それからの3年間、私は静香と高校生活をエンジョイしました。初めはなかなか友達もできませんでしたが、それも時間の問題で、一人、また一人と、この3年間で多くの友人ができました。やはり、その輪の中にはいつも静香がいました。
静香を狙う奴も多く、何人か告白をしたと聞いた時は、正直気が気ではありませんでした。しかし静香は、誰とも付き合う事はなく、彼氏でも何でもない私の傍にいつでもいてくれました。
そんな私が、静香に始めて愛を伝えた、いや、変な話、私は告白をする前にプロポーズをしてしまったのです。
それは、大学の合格発表の日でした。
二人とも同じ大学、同じ経済学部に入ることができ、一足早く、二人だけの合格祝いをしようと、懐かしのあの公園に静香を誘いました。彼女は二つ返事でうれしそうに頷くと私の手を握ってくれました。

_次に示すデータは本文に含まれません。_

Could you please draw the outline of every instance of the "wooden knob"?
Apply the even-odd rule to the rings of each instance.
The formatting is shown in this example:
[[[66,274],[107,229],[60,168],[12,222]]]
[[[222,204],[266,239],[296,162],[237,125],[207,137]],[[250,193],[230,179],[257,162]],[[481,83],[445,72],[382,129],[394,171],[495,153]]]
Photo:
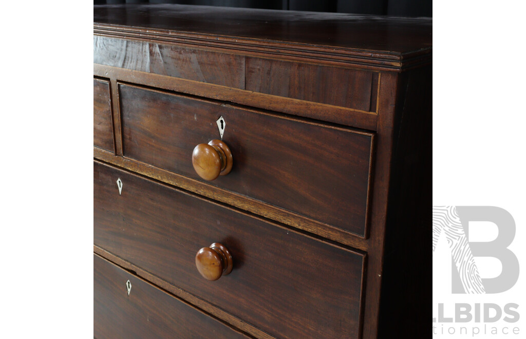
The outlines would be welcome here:
[[[217,280],[232,272],[232,255],[225,246],[215,242],[197,252],[196,266],[205,279]]]
[[[192,153],[192,165],[199,176],[213,180],[225,176],[232,169],[232,152],[227,144],[215,139],[208,143],[200,143]]]

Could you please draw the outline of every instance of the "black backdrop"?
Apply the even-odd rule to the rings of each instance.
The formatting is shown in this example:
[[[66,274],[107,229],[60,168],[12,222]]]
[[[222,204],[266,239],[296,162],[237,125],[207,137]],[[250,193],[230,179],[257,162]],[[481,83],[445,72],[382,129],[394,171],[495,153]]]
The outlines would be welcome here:
[[[98,4],[183,4],[356,14],[432,17],[432,0],[94,0]]]

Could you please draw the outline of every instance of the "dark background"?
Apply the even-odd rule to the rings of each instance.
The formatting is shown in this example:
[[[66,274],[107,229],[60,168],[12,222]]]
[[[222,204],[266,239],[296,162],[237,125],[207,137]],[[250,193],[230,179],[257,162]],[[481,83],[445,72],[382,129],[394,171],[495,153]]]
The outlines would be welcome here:
[[[432,0],[94,0],[103,4],[181,4],[397,16],[433,16]]]

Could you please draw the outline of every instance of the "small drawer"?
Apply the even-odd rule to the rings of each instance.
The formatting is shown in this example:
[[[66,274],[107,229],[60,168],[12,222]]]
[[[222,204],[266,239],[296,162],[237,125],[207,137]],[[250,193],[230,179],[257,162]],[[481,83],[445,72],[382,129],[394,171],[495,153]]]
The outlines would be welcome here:
[[[97,162],[94,174],[95,245],[277,337],[359,337],[364,254]],[[196,254],[214,243],[232,270],[210,281]]]
[[[93,323],[97,339],[246,338],[96,254]]]
[[[115,152],[109,83],[93,79],[93,145]]]
[[[373,133],[133,86],[119,89],[125,157],[365,237]],[[221,138],[220,117],[232,166],[207,181],[193,166],[193,151]]]

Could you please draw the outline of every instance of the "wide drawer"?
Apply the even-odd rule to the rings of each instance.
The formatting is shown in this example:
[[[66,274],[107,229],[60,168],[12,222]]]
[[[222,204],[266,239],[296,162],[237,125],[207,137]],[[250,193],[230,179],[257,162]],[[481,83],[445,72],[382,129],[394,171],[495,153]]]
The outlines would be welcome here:
[[[278,337],[358,337],[365,254],[98,162],[94,176],[96,245]],[[209,281],[195,257],[214,242],[234,268]]]
[[[231,171],[210,184],[366,235],[374,135],[119,85],[123,154],[200,181],[196,145],[219,139]]]
[[[93,79],[93,145],[115,151],[109,83],[98,79]]]
[[[97,255],[93,258],[93,336],[247,337]]]

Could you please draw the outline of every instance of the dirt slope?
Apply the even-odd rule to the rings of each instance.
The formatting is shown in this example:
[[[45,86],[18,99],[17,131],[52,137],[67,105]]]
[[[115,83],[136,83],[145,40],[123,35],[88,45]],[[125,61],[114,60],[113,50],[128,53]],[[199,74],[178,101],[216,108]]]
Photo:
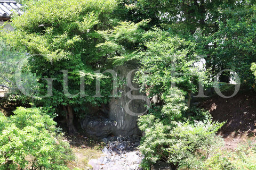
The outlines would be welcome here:
[[[255,92],[239,92],[227,99],[214,96],[200,107],[209,110],[214,120],[227,121],[218,133],[225,139],[227,148],[234,149],[239,142],[255,139]]]

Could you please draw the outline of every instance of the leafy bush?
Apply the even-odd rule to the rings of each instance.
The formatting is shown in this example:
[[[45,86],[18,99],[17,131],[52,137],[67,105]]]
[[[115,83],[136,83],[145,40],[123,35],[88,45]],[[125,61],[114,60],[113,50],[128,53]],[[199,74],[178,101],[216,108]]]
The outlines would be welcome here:
[[[37,108],[0,115],[0,169],[68,169],[74,158],[56,122]]]
[[[172,163],[189,169],[202,166],[202,162],[222,143],[215,132],[223,123],[204,121],[164,124],[155,115],[140,117],[140,129],[145,132],[140,149],[145,156],[141,166],[149,169],[157,160]]]
[[[256,169],[256,146],[241,146],[235,151],[215,151],[207,159],[202,169]]]

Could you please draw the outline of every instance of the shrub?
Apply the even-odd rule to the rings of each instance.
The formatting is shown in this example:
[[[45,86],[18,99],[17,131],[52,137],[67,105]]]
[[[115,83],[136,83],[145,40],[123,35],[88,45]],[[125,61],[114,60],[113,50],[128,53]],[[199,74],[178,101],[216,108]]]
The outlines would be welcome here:
[[[154,115],[140,117],[140,129],[145,132],[140,149],[145,155],[141,166],[149,169],[157,160],[172,163],[179,168],[197,168],[209,154],[222,143],[215,132],[223,123],[204,121],[165,125]]]
[[[14,114],[0,115],[0,169],[68,169],[74,156],[56,122],[37,108]]]

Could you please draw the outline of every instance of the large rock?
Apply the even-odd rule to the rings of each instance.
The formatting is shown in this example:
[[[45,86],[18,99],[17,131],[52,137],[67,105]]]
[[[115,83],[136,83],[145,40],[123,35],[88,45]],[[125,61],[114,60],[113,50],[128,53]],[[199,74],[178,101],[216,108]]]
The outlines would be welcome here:
[[[163,162],[157,162],[155,165],[152,165],[151,170],[172,170],[172,166],[167,163]]]
[[[116,123],[108,118],[87,117],[82,121],[81,126],[89,135],[103,138],[112,133],[114,129],[115,129]]]
[[[135,69],[136,67],[134,65],[124,65],[117,67],[115,71],[118,73],[118,78],[121,80],[125,80],[128,73]],[[131,75],[132,77],[134,75],[134,72],[133,72]],[[122,87],[118,89],[119,92],[122,92],[121,97],[113,98],[109,104],[109,118],[115,121],[117,123],[116,128],[114,129],[113,133],[117,136],[140,135],[141,132],[137,126],[138,115],[146,110],[144,106],[146,103],[141,99],[132,100],[129,105],[129,108],[132,112],[138,114],[135,114],[134,115],[134,114],[127,113],[125,109],[125,107],[131,100],[127,95],[127,93],[131,90],[131,89],[126,83],[124,83]],[[138,84],[133,86],[135,88],[138,88]],[[140,92],[138,90],[133,90],[131,95],[146,97],[145,94]]]

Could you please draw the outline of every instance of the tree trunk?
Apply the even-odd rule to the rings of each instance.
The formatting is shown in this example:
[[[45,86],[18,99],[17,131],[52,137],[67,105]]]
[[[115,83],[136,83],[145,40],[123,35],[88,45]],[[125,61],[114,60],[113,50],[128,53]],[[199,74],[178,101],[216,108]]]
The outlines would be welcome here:
[[[72,107],[69,105],[63,106],[63,109],[66,112],[66,121],[68,129],[68,134],[75,134],[77,133],[77,131],[73,123],[74,115]]]
[[[191,91],[189,91],[188,93],[188,103],[187,103],[187,105],[188,105],[188,108],[190,108],[190,102],[191,102]]]

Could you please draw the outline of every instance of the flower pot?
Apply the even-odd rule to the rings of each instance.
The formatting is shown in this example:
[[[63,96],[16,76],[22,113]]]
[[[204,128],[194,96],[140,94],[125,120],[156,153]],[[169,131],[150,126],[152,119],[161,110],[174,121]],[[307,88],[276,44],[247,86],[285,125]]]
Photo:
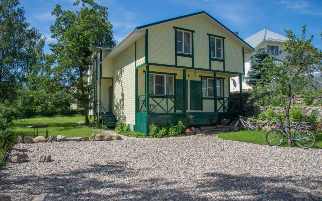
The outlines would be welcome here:
[[[188,132],[186,131],[186,135],[193,135],[195,134],[194,131]]]

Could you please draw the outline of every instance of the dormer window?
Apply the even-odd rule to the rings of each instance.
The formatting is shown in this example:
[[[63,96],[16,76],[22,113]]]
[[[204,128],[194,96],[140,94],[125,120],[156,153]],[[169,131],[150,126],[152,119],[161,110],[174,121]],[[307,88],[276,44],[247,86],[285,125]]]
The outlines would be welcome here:
[[[271,55],[279,56],[279,47],[278,46],[267,45],[267,52],[270,53]]]
[[[191,54],[191,33],[177,31],[177,52]]]

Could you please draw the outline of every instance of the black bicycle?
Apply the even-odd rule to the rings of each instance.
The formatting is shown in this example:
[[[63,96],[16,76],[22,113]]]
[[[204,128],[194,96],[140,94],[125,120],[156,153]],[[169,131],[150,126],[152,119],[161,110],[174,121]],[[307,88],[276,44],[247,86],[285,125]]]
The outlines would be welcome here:
[[[266,134],[266,141],[270,145],[279,146],[283,143],[284,137],[280,131],[281,130],[287,134],[286,139],[291,140],[292,142],[295,142],[301,148],[308,149],[313,147],[315,144],[316,139],[314,133],[306,130],[300,131],[297,131],[296,130],[298,128],[306,127],[303,125],[303,123],[295,123],[296,126],[295,127],[284,125],[282,123],[282,122],[280,121],[277,121],[276,125],[277,129],[271,130]],[[290,128],[294,130],[293,137],[286,131],[285,128]]]

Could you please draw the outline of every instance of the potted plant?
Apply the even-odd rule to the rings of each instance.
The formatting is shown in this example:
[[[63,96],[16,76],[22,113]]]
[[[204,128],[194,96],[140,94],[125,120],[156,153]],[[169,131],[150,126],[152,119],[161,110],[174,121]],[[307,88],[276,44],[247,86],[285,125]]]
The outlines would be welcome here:
[[[193,122],[194,122],[194,119],[193,119],[193,116],[192,115],[189,115],[189,116],[188,116],[188,122],[189,123],[189,124],[193,124]]]
[[[213,116],[211,118],[211,122],[216,123],[217,122],[217,117]]]
[[[229,122],[229,121],[230,120],[228,119],[221,119],[221,121],[220,122],[221,123],[221,125],[227,126],[228,123]]]
[[[193,135],[195,134],[195,127],[187,128],[185,129],[186,135]]]

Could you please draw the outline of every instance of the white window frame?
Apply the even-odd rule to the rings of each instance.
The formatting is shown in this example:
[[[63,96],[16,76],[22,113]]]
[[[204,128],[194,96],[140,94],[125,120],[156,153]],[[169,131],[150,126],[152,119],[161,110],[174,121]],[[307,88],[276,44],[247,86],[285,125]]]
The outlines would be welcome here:
[[[153,95],[173,95],[173,93],[174,93],[174,90],[173,90],[173,88],[174,88],[174,76],[173,75],[168,75],[168,74],[157,74],[157,73],[149,73],[149,75],[153,75]],[[155,75],[161,75],[161,76],[163,76],[164,77],[164,80],[165,80],[165,93],[164,94],[156,94],[155,93]],[[171,90],[172,92],[172,94],[167,94],[167,76],[171,76],[171,77],[172,77],[172,89]],[[156,84],[156,85],[161,85],[161,84]]]
[[[268,51],[268,49],[267,49],[267,46],[270,46],[270,50]],[[276,45],[276,44],[266,44],[266,49],[267,50],[267,52],[268,53],[269,53],[270,55],[272,55],[272,54],[271,54],[271,46],[273,46],[273,47],[277,47],[277,55],[273,55],[272,56],[279,56],[280,55],[280,46],[278,45]]]
[[[202,79],[203,80],[203,79],[206,79],[207,80],[207,82],[206,83],[206,91],[207,91],[207,96],[203,96],[203,93],[202,92],[202,97],[214,97],[214,96],[209,96],[209,95],[208,95],[208,89],[209,88],[208,86],[208,79],[212,79],[212,80],[213,80],[213,78],[205,78],[205,78],[203,78]],[[220,91],[219,92],[219,93],[220,93],[219,94],[219,96],[217,96],[217,97],[221,97],[221,95],[221,95],[221,84],[222,84],[221,83],[222,83],[222,81],[220,81],[221,80],[220,79],[217,79],[217,80],[219,80],[219,89],[220,89],[220,90],[219,90],[219,91]],[[201,82],[201,84],[202,84],[202,82],[203,82],[202,81]],[[217,84],[216,84],[216,87],[218,87],[218,86],[217,86]],[[203,89],[203,87],[202,87],[202,89]],[[214,92],[214,92],[214,93],[215,93],[215,91],[214,91],[215,89],[214,89],[214,88],[213,88],[213,89],[214,90]],[[218,90],[217,90],[217,93],[218,93]]]
[[[214,59],[222,59],[222,54],[223,54],[223,51],[222,51],[222,39],[220,38],[217,38],[217,37],[214,37],[213,36],[210,36],[210,41],[209,41],[209,45],[210,45],[211,44],[211,39],[213,38],[215,39],[215,57],[213,57],[211,56],[211,55],[210,55],[210,57],[211,58],[213,58]],[[216,56],[216,55],[217,55],[217,44],[216,43],[217,42],[216,41],[216,39],[218,39],[220,41],[220,50],[221,51],[221,57],[217,57]],[[210,47],[210,54],[211,54],[211,51],[212,51],[211,50],[211,46]]]
[[[181,51],[179,51],[178,50],[178,32],[182,32],[182,40],[183,40],[183,41],[182,41],[182,50],[183,50],[183,51],[182,52],[181,52]],[[190,37],[189,37],[189,38],[190,39],[190,41],[189,41],[189,46],[190,47],[190,53],[187,53],[186,52],[184,52],[184,51],[185,51],[185,38],[184,37],[184,32],[188,33],[188,34],[189,34],[190,35]],[[182,30],[181,30],[180,29],[178,29],[178,30],[177,30],[177,38],[176,38],[176,43],[177,43],[177,53],[180,53],[180,54],[188,54],[189,55],[192,55],[192,50],[191,50],[191,48],[192,48],[192,47],[191,47],[191,45],[192,45],[191,36],[192,35],[192,34],[191,32],[185,31],[182,31]],[[181,41],[179,41],[179,42],[181,42]]]

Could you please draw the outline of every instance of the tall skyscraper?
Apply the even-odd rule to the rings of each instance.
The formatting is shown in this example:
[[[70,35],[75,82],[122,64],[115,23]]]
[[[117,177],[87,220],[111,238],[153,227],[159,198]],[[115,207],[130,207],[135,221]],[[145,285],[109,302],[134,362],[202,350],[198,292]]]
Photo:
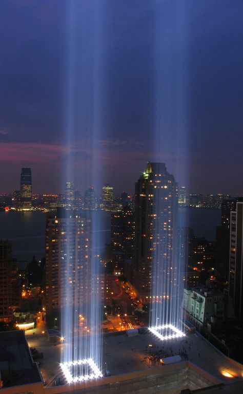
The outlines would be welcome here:
[[[168,278],[177,251],[177,184],[174,176],[167,172],[164,163],[149,162],[135,184],[134,284],[144,302],[148,302],[151,296],[152,265],[157,264],[166,278],[160,284],[163,294],[169,292]]]
[[[100,208],[103,211],[113,211],[114,209],[113,188],[108,183],[102,187],[102,201]]]
[[[31,209],[31,170],[23,168],[21,175],[21,207],[23,211]]]
[[[234,300],[235,315],[243,317],[243,202],[231,213],[229,294]]]
[[[134,215],[128,205],[111,215],[111,247],[113,251],[131,253],[134,245]]]
[[[11,252],[10,242],[0,240],[0,321],[4,321],[11,320],[20,302],[18,270],[12,259]]]
[[[95,192],[93,186],[86,190],[85,192],[85,208],[91,210],[95,209]]]
[[[72,182],[66,182],[65,185],[65,206],[68,209],[74,208],[74,187]]]
[[[178,202],[182,206],[185,206],[187,203],[187,195],[186,194],[186,187],[185,186],[181,186],[179,190]]]
[[[90,222],[75,211],[58,208],[47,217],[46,311],[58,312],[66,304],[78,306],[88,286],[90,259]]]

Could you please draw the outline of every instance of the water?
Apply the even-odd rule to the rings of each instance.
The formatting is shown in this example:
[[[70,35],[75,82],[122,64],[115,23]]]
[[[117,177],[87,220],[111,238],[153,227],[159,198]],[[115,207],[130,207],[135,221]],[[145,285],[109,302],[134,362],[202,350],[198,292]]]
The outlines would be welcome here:
[[[84,211],[84,214],[89,214]],[[110,242],[109,212],[94,212],[100,223],[98,254]],[[0,239],[8,239],[12,244],[12,257],[29,261],[34,255],[40,259],[45,254],[45,213],[43,212],[0,212]]]
[[[215,209],[181,209],[188,217],[188,226],[198,237],[215,239],[216,228],[221,223],[221,211]],[[110,242],[110,216],[109,212],[96,211],[100,218],[99,252],[104,252],[106,242]],[[184,222],[182,223],[186,226]],[[45,256],[46,214],[42,212],[0,212],[0,239],[8,239],[13,245],[13,257],[18,260],[37,259]]]

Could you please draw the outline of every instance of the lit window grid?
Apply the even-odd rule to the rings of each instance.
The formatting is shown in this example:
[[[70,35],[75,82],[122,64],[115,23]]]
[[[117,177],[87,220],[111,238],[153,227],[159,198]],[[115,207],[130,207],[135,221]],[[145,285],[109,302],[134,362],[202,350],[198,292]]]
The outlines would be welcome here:
[[[70,367],[75,365],[81,365],[85,364],[87,364],[89,365],[92,371],[92,373],[90,374],[82,375],[82,376],[73,377],[72,376],[70,369]],[[84,382],[94,379],[97,379],[103,377],[102,373],[92,359],[85,359],[84,360],[62,363],[60,364],[60,366],[68,383]]]
[[[163,335],[159,333],[160,330],[165,330],[167,328],[169,328],[174,333],[170,335]],[[186,334],[180,330],[176,328],[172,324],[166,324],[163,326],[157,326],[156,327],[149,327],[149,330],[154,335],[155,335],[160,341],[167,341],[170,339],[174,339],[175,338],[181,338],[183,336],[186,336]]]

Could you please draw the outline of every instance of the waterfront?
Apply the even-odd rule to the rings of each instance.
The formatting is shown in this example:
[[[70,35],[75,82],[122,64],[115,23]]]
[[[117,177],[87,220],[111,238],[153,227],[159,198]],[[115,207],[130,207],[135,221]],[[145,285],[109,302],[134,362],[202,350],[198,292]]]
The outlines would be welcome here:
[[[182,226],[191,227],[197,237],[215,240],[216,228],[221,222],[220,210],[184,208],[180,212],[183,212]],[[106,242],[110,241],[111,214],[94,213],[100,223],[99,252],[102,253]],[[12,256],[18,260],[29,261],[34,255],[39,259],[44,257],[45,226],[46,214],[43,212],[0,212],[0,239],[12,242]]]

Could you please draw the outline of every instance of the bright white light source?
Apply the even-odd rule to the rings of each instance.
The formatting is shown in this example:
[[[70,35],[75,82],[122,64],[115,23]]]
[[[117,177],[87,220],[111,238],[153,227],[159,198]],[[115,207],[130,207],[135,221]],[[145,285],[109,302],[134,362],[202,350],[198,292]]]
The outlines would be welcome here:
[[[181,338],[186,336],[186,334],[180,330],[178,330],[172,324],[166,324],[164,326],[156,326],[156,327],[149,327],[149,330],[157,336],[160,341],[167,341],[174,338]],[[169,330],[171,333],[167,334],[167,330]],[[163,333],[165,331],[165,333]]]
[[[79,376],[73,376],[72,373],[73,367],[85,366],[86,365],[90,370],[90,373],[82,374]],[[98,378],[102,378],[103,375],[95,363],[92,359],[75,360],[60,364],[62,370],[68,383],[75,383],[77,382],[84,382]]]

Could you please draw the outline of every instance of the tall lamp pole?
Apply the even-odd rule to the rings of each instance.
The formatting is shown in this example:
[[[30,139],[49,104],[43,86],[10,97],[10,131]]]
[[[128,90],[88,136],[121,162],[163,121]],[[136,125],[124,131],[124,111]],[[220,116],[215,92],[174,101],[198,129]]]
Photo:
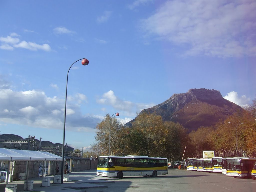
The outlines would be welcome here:
[[[231,122],[228,122],[229,123],[231,123]],[[241,123],[240,124],[243,124],[243,123]],[[238,155],[237,154],[237,127],[236,126],[236,145],[237,148],[237,157],[238,157]]]
[[[64,109],[64,125],[63,127],[63,141],[62,142],[62,159],[61,161],[61,172],[60,178],[60,184],[63,184],[63,172],[64,170],[64,145],[65,145],[65,131],[66,126],[66,109],[67,107],[67,95],[68,91],[68,73],[73,65],[78,61],[82,59],[82,64],[83,65],[87,65],[89,64],[89,61],[85,58],[78,59],[71,65],[68,71],[68,74],[67,76],[67,84],[66,85],[66,96],[65,98],[65,108]]]
[[[111,122],[111,118],[113,116],[113,115],[115,114],[116,116],[119,116],[119,113],[116,113],[112,115],[109,120],[109,155],[110,155],[110,124]]]

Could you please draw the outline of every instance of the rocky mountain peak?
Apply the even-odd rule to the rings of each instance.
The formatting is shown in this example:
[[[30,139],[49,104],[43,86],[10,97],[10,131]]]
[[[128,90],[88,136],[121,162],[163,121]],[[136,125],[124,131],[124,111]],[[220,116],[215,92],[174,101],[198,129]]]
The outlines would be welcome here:
[[[191,89],[187,93],[193,99],[202,100],[217,100],[223,99],[219,91],[206,89]]]

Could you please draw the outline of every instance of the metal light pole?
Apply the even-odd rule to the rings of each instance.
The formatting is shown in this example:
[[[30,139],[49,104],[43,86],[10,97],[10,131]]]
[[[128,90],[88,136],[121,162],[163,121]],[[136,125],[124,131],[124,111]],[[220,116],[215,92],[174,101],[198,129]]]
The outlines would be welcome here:
[[[113,115],[115,114],[116,116],[119,116],[119,113],[116,113],[112,115],[112,116],[110,117],[110,119],[109,120],[109,155],[110,155],[110,124],[111,122],[111,118],[113,116]]]
[[[64,170],[64,145],[65,145],[65,131],[66,126],[66,109],[67,107],[67,95],[68,91],[68,73],[69,72],[70,68],[71,68],[73,65],[78,61],[80,60],[83,60],[82,61],[82,64],[83,65],[87,65],[89,64],[89,61],[85,58],[79,59],[71,65],[68,71],[68,74],[67,76],[67,84],[66,85],[66,96],[65,98],[65,108],[64,109],[64,125],[63,127],[63,141],[62,142],[62,159],[61,161],[61,172],[60,176],[60,184],[63,184],[63,171]]]
[[[228,122],[229,123],[231,123],[231,122]],[[240,124],[243,124],[243,123],[241,123]],[[237,154],[237,127],[236,127],[236,144],[237,147],[237,157],[238,157],[238,156]]]

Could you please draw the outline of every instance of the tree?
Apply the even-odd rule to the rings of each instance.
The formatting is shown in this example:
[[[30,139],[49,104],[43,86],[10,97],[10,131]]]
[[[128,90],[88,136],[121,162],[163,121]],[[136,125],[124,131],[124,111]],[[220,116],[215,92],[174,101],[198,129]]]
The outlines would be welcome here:
[[[127,137],[128,148],[133,155],[162,156],[166,147],[163,123],[160,115],[144,113],[132,123]]]
[[[166,129],[165,154],[170,159],[182,160],[185,146],[187,147],[184,157],[191,156],[191,140],[188,136],[187,129],[178,123],[172,122],[165,122]]]
[[[103,120],[96,126],[95,142],[92,147],[99,154],[108,155],[109,147],[109,128],[110,126],[110,149],[111,155],[120,153],[119,144],[121,140],[122,124],[115,117],[111,118],[109,114],[106,114]]]
[[[212,127],[202,126],[196,131],[192,131],[189,134],[195,151],[198,157],[202,157],[203,151],[212,150],[214,145],[211,142],[209,133],[213,130]]]

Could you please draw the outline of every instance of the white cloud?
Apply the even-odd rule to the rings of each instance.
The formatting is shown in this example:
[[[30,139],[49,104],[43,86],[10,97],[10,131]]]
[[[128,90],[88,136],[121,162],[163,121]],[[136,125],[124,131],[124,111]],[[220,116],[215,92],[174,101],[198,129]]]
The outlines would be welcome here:
[[[102,44],[105,44],[108,42],[108,41],[105,41],[105,40],[99,39],[97,39],[97,38],[95,38],[94,39],[97,42],[99,43]]]
[[[5,50],[12,50],[14,49],[13,47],[10,45],[9,45],[8,44],[4,44],[0,45],[0,49],[5,49]]]
[[[27,33],[33,33],[34,32],[34,31],[31,30],[28,30],[28,29],[24,29],[24,32]]]
[[[15,33],[12,33],[10,36],[6,37],[0,37],[0,41],[2,44],[0,46],[0,49],[6,50],[13,50],[14,47],[23,48],[32,51],[37,51],[41,50],[46,51],[49,51],[51,48],[48,44],[45,44],[40,45],[34,42],[27,42],[25,41],[20,42],[20,40],[17,37],[19,36]]]
[[[59,27],[53,29],[53,31],[56,34],[72,34],[75,32],[69,30],[63,27]]]
[[[130,121],[133,119],[132,118],[129,118],[127,117],[125,118],[124,119],[121,119],[120,120],[120,122],[123,124],[125,124],[129,121]]]
[[[142,28],[149,39],[188,48],[187,55],[255,56],[255,9],[253,0],[169,1],[142,20]]]
[[[23,48],[31,51],[37,51],[38,49],[41,49],[49,51],[51,50],[51,48],[48,44],[46,44],[41,45],[34,42],[27,42],[25,41],[23,41],[18,44],[14,46],[15,47]]]
[[[233,91],[228,93],[227,95],[223,97],[223,98],[242,107],[248,106],[251,100],[250,98],[247,98],[245,95],[242,95],[239,98],[237,92]]]
[[[143,109],[155,105],[153,103],[134,103],[131,101],[121,100],[115,95],[112,90],[104,93],[102,98],[98,99],[97,101],[98,103],[110,105],[117,110],[125,112],[125,113],[127,115],[133,115],[131,113],[133,111],[136,110],[140,112]]]
[[[144,5],[149,2],[152,2],[152,0],[136,0],[131,4],[128,5],[128,7],[130,9],[133,9],[142,4]]]
[[[44,92],[34,90],[14,91],[10,88],[11,86],[2,86],[2,83],[8,84],[0,80],[0,121],[35,127],[63,129],[64,99],[48,97]],[[76,99],[71,100],[67,106],[67,129],[74,131],[95,131],[95,126],[103,117],[84,116],[76,99],[83,101],[86,97],[78,94],[73,97]]]
[[[18,38],[14,38],[8,36],[6,37],[0,37],[0,41],[6,43],[14,44],[19,42],[20,40]]]
[[[50,87],[52,87],[53,88],[54,88],[56,89],[59,89],[59,87],[58,87],[58,86],[56,85],[56,84],[54,84],[54,83],[51,83],[50,85]]]
[[[108,20],[111,15],[111,11],[105,11],[103,15],[98,17],[97,19],[97,21],[99,23],[105,22]]]

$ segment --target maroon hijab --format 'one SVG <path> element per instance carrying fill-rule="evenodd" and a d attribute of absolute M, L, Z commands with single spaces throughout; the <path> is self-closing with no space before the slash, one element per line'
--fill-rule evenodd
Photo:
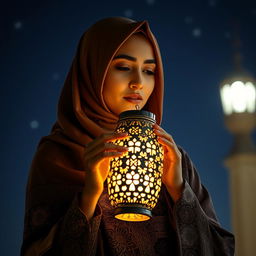
<path fill-rule="evenodd" d="M 104 78 L 120 46 L 138 31 L 151 42 L 156 59 L 155 87 L 144 109 L 155 113 L 160 124 L 164 90 L 162 61 L 147 21 L 136 22 L 121 17 L 98 21 L 79 41 L 59 99 L 57 122 L 51 134 L 40 141 L 31 165 L 23 248 L 38 239 L 42 230 L 49 230 L 63 215 L 74 195 L 82 190 L 84 145 L 100 134 L 114 130 L 118 117 L 104 102 Z M 32 216 L 40 207 L 50 208 L 51 216 Z"/>

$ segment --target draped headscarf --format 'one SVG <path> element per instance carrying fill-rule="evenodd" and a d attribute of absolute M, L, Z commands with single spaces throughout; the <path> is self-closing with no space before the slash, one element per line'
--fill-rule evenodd
<path fill-rule="evenodd" d="M 57 221 L 61 209 L 82 189 L 85 144 L 114 130 L 118 117 L 104 102 L 104 79 L 118 49 L 138 31 L 142 31 L 152 44 L 156 60 L 155 87 L 143 109 L 153 112 L 160 124 L 164 83 L 162 60 L 148 22 L 121 17 L 98 21 L 79 41 L 59 99 L 57 121 L 51 134 L 41 139 L 33 159 L 27 184 L 25 240 L 32 235 L 36 239 L 36 234 L 40 233 L 37 230 L 49 229 L 47 225 Z M 47 225 L 42 218 L 39 221 L 31 216 L 31 212 L 44 205 L 55 209 Z"/>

恥ずかしい話、その時が静香と初めて手を握った瞬間でした。
もう僕の心は決まっていました。公園に着くなり緊張で声も出ない私が気分でも悪くなった勘違いした彼女はしきりに”大丈夫?”と聞いてきます。僕は意を決し、静香の顔を見つめ、今までの気持ちを伝えました。そして、最後にあの言葉を、
「大学を卒業したら、結婚してください」と。
彼女は静香にこう言いました。
「はい」と。
コンコン。
ドアをノックする音を聞き、「入れ」と一言。
入ってきたのは、妻の身辺調査をさせていた長瀬だった。
「社長、報告書です」
私は長瀬から、それを受け取ると、長瀬に下がるように言い、ドアが閉まった後で報告書の中身を見る。
ページを飛ばし、憎きおとこの身元の欄を見る。これからコイツをどうしてやろうかと、沸々とこみ上げてくる怒りを抑え私の目に飛び込んで来たのは、絶望と衝撃でした。
体中と言わず全ての血液が一気に下がりました。私が、心臓疾患の患者ならその名前を見た瞬間にあの世行きでしょう。
”杉本順二”・・・・・間違うはずもありません。義父です。